According to Tejada the key to increasing throughput and blasting process is integration.
"A complete mine to mill optimisation - the incentive is to get greater control of the blast, it may cost more money and requires a higher level of expertise, but it means that there will be higher grade of ore provided," Jessop told Ferret.
However, this has been a challenge in the mines as while they have invested heavily in technology, the software they often use has traditionally turned a blind eye to this problem.
"It can act as barrier as it doesn't support end to end optimisation of business processes," Tejada told Ferret.
"There is a need for cross functional integration," she added.
Mincom explained that in the case of blasting and processing what is needed to bridge these functional silos is software that can encompass the whole of mining operations, and streamlines activities end to end while at the same time providing information for improved decision making.
She said that Enterprise Resource Planning (ERP) systems are a critical part of achieving this integration across large, complex mining operations, but these systems alone are not sufficient as they weren't designed to handle the high level of detail needed to make key decisions across the 'silos'.
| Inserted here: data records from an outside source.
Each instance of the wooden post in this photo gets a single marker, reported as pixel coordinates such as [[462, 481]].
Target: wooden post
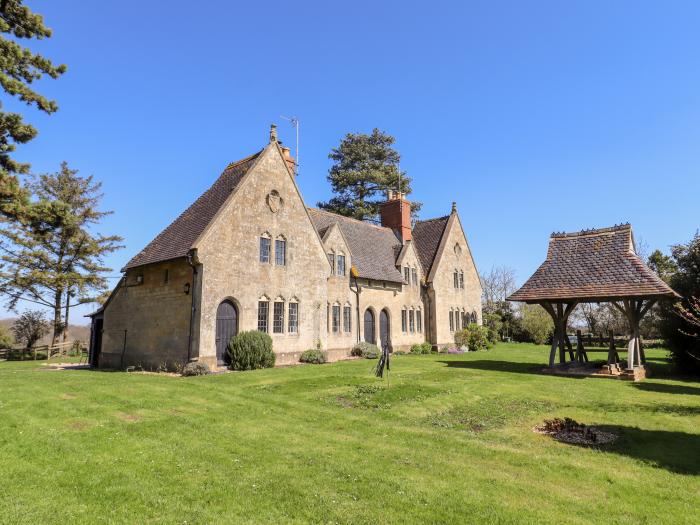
[[581, 355], [613, 356], [560, 313]]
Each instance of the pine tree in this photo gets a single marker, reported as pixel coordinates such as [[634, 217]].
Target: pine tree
[[59, 264], [19, 68], [365, 167]]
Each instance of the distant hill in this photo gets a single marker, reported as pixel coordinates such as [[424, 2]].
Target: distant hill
[[75, 333]]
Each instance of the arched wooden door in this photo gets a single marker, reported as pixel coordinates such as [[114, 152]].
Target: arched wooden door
[[369, 326], [384, 330], [226, 328]]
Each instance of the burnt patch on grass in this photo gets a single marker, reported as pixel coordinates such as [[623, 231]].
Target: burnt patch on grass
[[486, 414], [377, 396]]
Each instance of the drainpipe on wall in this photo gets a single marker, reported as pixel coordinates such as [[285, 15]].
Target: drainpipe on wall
[[353, 272], [192, 261]]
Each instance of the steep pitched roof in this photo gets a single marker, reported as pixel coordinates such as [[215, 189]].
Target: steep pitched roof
[[589, 265], [177, 239], [373, 248], [427, 236]]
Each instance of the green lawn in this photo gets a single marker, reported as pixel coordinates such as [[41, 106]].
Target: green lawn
[[449, 441]]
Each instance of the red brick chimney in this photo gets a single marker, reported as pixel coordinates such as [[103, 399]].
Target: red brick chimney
[[396, 214]]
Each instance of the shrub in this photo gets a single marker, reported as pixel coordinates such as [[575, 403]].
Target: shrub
[[313, 356], [474, 337], [195, 369], [250, 351], [680, 334], [366, 350]]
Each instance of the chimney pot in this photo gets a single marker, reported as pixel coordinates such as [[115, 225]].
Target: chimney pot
[[395, 213]]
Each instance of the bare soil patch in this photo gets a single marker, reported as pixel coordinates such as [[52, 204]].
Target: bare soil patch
[[570, 431]]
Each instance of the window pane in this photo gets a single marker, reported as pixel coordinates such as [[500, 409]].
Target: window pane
[[263, 307], [278, 318], [280, 252], [336, 318], [293, 318], [264, 249]]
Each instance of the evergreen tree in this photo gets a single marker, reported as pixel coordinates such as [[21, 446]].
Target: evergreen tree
[[58, 265], [19, 68], [365, 167]]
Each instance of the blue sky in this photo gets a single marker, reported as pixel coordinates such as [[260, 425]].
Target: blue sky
[[534, 116]]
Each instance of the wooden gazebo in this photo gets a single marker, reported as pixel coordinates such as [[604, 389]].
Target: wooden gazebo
[[594, 266]]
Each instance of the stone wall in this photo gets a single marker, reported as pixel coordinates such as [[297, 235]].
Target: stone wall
[[443, 294], [147, 320], [267, 202]]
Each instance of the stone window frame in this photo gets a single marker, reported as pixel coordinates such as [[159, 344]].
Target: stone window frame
[[278, 317], [265, 256], [331, 260], [293, 326], [264, 314], [335, 318], [347, 318], [281, 240], [341, 269]]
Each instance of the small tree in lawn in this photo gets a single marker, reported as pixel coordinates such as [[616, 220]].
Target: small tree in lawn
[[30, 327], [58, 265], [364, 168]]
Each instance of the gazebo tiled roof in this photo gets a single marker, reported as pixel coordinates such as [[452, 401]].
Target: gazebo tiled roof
[[592, 265]]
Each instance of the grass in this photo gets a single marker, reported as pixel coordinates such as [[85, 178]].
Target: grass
[[449, 441]]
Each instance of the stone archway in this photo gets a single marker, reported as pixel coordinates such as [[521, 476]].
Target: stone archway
[[226, 328]]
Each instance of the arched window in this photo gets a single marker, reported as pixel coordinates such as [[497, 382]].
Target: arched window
[[265, 246], [280, 251], [369, 326]]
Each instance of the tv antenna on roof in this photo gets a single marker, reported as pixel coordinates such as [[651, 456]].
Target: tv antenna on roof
[[294, 121]]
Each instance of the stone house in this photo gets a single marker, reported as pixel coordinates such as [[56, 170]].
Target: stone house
[[248, 254]]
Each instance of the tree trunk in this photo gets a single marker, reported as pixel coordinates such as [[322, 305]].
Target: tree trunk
[[65, 328], [56, 316]]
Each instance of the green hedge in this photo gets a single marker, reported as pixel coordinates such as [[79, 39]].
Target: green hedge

"Intelligent mining software suites, which can integrate different silos such as blasting and smelting/processing, can allow the users to gain a greater perspective across their entire chain," Tejada said.
She went on to say that Mincom has made significant steps towards bringing together these disparate silos to optimise the end to end mining operations process.
The recent merger between ABB and Mincom is set to push this integration further she added, with greater opportunities for SCADA and control systems, she added.